We have already reviewed some presale cases in 2017 that had members diagnosed with SMA and likely to begin treatment with Spinraza. This exceptionally high initial cost and subsequent annual costs will have a significant impact for our Stoploss policyholders, particularly those with low deductibles. This will make identification of patients with this disease paramount to underwriting so that sufficient premium can be collected or perhaps result in declination of a case due to high risk.
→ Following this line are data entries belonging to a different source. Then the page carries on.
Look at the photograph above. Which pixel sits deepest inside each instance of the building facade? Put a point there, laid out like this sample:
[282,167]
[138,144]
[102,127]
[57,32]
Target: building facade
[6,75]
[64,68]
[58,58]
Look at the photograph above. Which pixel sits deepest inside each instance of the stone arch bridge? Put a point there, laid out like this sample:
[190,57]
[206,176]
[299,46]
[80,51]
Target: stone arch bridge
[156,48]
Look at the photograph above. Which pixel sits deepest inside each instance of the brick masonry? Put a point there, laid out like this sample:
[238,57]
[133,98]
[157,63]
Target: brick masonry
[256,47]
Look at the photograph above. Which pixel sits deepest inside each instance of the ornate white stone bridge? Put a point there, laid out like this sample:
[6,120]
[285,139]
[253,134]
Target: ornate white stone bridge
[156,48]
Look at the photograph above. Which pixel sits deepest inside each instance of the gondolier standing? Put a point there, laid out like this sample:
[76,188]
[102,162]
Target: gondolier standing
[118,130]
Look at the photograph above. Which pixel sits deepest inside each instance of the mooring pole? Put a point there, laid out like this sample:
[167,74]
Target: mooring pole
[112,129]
Exondys (Eteplirsen) has received FDA approval in September 2016 and is indicated for the treatment of Duchenne Muscular Dystrophy in patients who have a confirmed mutation of the DMD gene that is amenable to exon 51 skipping. This indication was approved under an accelerated approval process based on an increase in dystrophin in skeletal muscle observed in some patients treated with Exondys 51. A clinical benefit of Exondys 51 has not been established. Continued approval for this indication may be contingent upon verification of a clinical benefit in confirmatory trials.
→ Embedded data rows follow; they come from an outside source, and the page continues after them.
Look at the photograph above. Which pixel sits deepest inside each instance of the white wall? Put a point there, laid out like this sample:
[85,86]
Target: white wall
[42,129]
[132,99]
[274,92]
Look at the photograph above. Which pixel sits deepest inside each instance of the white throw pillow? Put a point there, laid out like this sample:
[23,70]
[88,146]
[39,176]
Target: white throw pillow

The dosage is weight based; 30mg/kg once weekly to be administered via intravenous infusion over 35-60 minutes. AWP pricing for 500mg/10ml is $9,600 and for 100mg/2ml pricing is $1,920. The company has set a weight based price of $300,000/year for a 25kg (55lbs) patient. Average weight for American Female is 166 lbs or 75kg & average weight for American Male is 196 lbs or 89 kg.
Dupixent2 is a new biologic drug developed to treat eczema. It was approved by the FDA on March 28, 2017 for treatment of adults with moderate to severe atopic dermatitis or eczema that isn’t controlled with topical treatments. It is given via subcutaneous injection twice a month.
Clinical trials have shown the Dupixent is at least as effective as Cyclosporine and more effective than phototherapy in controlling atopic dermatitis. It is safer than Cyclosporine and phototherapy. The annual cost for this drug is $37,000.